AR(拡張現実)とVR(仮想現実)の違いって何?

2016年08月17日 - カテゴリ:技術
AR(拡張現実)とは?

最近、「ポケモンGO」などの出現により、注目されている「AR」。これは、augmented reality の頭文字を取ったもので、日本語では「拡張現実」と訳される。

ARでは、現実の世界に、あたかもそこに実在するかのように、コンピュータで描かれた仮想的な画像が組み合わされる。「ポケモンGO」で一気にこの言葉が広まったような感じがするけれど、この技術自体は、少なくとも「ニンテンドー3DS」が発売された当初から一般大衆が広く体験できるものとなっている。

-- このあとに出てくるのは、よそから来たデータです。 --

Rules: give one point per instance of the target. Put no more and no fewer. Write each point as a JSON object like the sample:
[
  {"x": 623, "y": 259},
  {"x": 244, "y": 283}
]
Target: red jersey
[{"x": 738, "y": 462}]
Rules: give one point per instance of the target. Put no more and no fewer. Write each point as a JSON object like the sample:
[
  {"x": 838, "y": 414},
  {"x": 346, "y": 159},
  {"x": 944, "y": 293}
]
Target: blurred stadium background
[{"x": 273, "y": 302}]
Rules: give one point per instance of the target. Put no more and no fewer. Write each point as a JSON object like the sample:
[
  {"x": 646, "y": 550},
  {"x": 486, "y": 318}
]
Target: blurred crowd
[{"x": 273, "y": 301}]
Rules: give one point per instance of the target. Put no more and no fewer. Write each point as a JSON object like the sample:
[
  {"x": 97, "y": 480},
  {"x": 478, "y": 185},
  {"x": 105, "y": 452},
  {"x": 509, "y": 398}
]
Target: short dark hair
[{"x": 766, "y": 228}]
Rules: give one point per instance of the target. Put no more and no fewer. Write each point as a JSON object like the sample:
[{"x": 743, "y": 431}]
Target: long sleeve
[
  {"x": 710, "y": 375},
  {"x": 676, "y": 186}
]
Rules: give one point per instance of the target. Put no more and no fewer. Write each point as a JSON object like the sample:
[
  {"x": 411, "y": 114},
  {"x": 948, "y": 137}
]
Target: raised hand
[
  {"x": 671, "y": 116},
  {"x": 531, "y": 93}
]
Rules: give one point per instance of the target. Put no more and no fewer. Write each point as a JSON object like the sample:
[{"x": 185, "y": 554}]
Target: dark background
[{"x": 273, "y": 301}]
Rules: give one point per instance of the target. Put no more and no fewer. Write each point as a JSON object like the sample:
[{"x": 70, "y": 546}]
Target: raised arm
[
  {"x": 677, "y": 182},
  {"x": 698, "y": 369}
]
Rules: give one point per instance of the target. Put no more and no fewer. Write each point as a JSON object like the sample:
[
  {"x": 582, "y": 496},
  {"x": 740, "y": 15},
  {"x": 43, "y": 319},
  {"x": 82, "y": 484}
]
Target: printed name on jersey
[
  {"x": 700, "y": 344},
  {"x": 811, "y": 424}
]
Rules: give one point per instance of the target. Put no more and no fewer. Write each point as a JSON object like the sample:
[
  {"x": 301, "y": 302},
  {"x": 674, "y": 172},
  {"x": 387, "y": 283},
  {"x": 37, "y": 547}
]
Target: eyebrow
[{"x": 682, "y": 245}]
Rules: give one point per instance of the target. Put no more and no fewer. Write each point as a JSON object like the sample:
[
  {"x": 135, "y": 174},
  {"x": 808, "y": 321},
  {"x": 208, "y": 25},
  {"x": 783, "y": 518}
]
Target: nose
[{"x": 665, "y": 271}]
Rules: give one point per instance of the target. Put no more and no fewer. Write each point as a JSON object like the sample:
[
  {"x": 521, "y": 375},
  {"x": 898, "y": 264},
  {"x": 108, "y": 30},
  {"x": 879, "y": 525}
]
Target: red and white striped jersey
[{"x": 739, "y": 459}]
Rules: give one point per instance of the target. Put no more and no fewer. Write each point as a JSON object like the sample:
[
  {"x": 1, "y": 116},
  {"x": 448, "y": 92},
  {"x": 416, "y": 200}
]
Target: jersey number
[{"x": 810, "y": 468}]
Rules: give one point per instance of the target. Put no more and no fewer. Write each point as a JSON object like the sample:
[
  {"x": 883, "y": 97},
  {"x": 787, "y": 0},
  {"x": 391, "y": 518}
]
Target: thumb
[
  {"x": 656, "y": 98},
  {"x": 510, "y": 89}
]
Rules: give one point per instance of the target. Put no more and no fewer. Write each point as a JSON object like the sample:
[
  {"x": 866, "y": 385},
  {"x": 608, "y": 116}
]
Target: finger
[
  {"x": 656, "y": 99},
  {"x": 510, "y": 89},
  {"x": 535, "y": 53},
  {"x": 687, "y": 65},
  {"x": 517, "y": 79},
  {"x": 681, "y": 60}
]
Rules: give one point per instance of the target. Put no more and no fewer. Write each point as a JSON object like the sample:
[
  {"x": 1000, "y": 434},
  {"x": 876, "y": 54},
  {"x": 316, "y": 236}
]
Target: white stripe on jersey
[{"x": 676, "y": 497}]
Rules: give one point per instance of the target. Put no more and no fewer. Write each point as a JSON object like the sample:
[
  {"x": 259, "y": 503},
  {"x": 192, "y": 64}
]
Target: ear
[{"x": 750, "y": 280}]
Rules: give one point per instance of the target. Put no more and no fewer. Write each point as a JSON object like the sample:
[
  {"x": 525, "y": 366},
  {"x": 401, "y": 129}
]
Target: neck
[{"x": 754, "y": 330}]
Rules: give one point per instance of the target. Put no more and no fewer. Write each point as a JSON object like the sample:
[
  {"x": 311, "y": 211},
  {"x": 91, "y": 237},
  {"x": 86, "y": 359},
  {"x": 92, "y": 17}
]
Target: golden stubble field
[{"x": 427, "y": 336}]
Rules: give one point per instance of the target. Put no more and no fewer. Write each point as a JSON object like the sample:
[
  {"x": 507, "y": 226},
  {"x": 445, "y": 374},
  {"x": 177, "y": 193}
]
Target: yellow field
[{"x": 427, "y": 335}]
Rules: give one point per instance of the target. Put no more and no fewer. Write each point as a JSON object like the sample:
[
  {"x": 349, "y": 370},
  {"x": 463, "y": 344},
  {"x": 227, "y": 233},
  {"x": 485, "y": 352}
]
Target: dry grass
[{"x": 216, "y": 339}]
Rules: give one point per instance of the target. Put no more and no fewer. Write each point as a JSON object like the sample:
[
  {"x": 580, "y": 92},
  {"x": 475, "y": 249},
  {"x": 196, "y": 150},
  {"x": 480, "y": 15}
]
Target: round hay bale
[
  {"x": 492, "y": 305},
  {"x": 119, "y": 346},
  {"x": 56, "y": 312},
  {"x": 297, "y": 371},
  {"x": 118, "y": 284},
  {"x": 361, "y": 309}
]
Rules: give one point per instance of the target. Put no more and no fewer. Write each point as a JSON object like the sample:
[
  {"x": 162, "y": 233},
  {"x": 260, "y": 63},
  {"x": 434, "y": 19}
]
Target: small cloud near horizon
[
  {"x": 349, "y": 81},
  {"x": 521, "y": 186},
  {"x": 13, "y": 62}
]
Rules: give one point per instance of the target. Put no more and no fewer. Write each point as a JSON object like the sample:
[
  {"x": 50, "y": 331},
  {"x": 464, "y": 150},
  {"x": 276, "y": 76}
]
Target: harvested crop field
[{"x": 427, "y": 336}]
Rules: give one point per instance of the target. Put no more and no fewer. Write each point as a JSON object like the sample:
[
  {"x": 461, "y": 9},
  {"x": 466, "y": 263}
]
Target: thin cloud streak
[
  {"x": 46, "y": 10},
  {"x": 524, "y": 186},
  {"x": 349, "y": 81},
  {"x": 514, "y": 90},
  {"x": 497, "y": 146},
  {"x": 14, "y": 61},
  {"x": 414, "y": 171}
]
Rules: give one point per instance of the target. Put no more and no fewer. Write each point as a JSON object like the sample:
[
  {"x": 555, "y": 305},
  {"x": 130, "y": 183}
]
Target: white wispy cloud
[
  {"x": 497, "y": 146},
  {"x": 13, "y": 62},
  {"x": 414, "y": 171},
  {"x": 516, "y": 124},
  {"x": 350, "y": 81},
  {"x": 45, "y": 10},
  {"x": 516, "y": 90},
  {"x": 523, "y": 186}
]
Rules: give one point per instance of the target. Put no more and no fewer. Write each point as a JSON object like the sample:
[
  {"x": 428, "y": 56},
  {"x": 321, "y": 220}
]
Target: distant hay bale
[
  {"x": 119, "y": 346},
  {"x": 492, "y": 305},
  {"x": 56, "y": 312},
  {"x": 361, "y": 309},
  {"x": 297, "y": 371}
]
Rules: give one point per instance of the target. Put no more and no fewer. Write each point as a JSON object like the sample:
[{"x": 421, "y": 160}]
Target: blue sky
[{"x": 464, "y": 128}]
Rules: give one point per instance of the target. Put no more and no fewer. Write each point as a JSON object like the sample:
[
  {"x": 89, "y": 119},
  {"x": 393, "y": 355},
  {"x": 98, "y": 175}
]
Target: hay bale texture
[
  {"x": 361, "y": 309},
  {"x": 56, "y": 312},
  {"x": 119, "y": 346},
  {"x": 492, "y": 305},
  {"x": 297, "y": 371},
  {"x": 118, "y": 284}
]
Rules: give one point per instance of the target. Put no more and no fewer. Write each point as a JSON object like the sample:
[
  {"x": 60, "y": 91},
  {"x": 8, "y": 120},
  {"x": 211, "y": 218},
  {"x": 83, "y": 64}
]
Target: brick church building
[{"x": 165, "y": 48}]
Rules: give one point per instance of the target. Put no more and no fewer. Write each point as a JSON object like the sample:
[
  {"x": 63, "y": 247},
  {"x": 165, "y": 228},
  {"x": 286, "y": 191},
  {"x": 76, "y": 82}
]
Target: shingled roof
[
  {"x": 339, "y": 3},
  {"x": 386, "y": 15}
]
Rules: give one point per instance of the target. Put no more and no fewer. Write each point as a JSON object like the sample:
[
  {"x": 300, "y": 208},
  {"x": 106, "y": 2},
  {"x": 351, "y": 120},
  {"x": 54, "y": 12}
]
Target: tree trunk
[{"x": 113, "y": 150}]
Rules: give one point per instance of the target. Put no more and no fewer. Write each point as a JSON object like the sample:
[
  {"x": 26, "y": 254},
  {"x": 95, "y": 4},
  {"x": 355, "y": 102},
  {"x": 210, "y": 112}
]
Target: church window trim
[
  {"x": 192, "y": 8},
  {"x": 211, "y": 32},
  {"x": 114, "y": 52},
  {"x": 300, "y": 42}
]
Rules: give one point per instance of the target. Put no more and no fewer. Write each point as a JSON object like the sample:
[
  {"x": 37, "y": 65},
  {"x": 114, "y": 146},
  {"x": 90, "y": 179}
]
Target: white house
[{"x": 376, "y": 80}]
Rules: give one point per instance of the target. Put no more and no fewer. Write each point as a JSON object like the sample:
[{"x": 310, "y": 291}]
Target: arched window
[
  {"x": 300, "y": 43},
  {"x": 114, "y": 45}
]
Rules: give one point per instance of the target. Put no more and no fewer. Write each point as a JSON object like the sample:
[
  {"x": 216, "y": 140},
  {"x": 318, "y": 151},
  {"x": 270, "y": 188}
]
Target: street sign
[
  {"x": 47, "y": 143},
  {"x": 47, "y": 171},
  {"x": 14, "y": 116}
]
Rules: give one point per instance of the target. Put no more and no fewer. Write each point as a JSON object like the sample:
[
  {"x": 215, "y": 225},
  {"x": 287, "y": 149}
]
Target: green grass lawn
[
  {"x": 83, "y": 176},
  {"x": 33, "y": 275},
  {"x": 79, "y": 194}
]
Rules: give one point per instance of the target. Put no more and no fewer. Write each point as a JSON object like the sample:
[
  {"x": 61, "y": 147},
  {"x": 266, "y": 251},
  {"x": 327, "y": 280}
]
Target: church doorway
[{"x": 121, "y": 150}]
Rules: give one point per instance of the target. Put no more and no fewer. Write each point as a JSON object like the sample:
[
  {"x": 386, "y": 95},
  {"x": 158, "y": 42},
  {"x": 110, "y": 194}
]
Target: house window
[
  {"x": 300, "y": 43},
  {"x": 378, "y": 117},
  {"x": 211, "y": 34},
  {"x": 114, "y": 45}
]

ところで、「拡張現実」と似たような言葉があることにお気づきだろう。そう、「仮想現実」だ。「バーチャルリアリティ」とか「VR」とも呼ばれる。英語の virtual reality を訳したものだ。最近では、視覚はおろか、音や風などの触感なども作り出し、ユーザが仮想的な世界により浸れるような工夫がなされてきている。

それでは、「拡張現実」と「仮想現実」との違いは何であろうか?

VR(仮想現実)とAR(拡張現実)との違いとは?

VRとARの基本的な違いは、VRが「現実と感じられるような仮想的な世界をデジタル技術によって作り出す」のに対し、ARは「現実の世界に仮想的な要素を組み合わせる」というところだろう。

VRでは、画像、そして時に音なども作り出して、ユーザがあたかも仮想世界に存在するような雰囲気を作り出す。クリエイターが作り出した仮想世界に、ユーザを誘うような形だ。

それに対し、ARでは、ユーザは現実の世界に存在しているが、その現実世界に仮想的なものが存在するような形となる。仮想的な物が、ユーザの世界に誘われたような形となる。

つまり、VRとARとでは、その意図される目的が異なることが分かるだろう。VRが仮想世界にユーザを誘うのに対し、ARでは仮想的なキャラクターなどをユーザが存在する現実世界に登場させるのだから。というか、異なるどころか、正反対だ。

VRは進化を続けているし、ARも広く浸透し続けている。現実世界と仮想世界の区別は、日増しに曖昧になって来ているようだ。「現実と夢の区別ができていない」というのは、よく夢見がちな人に対する批判として使われるが、そのうち「現実と仮想の区別ができていない」人間が増えていくかもしれない。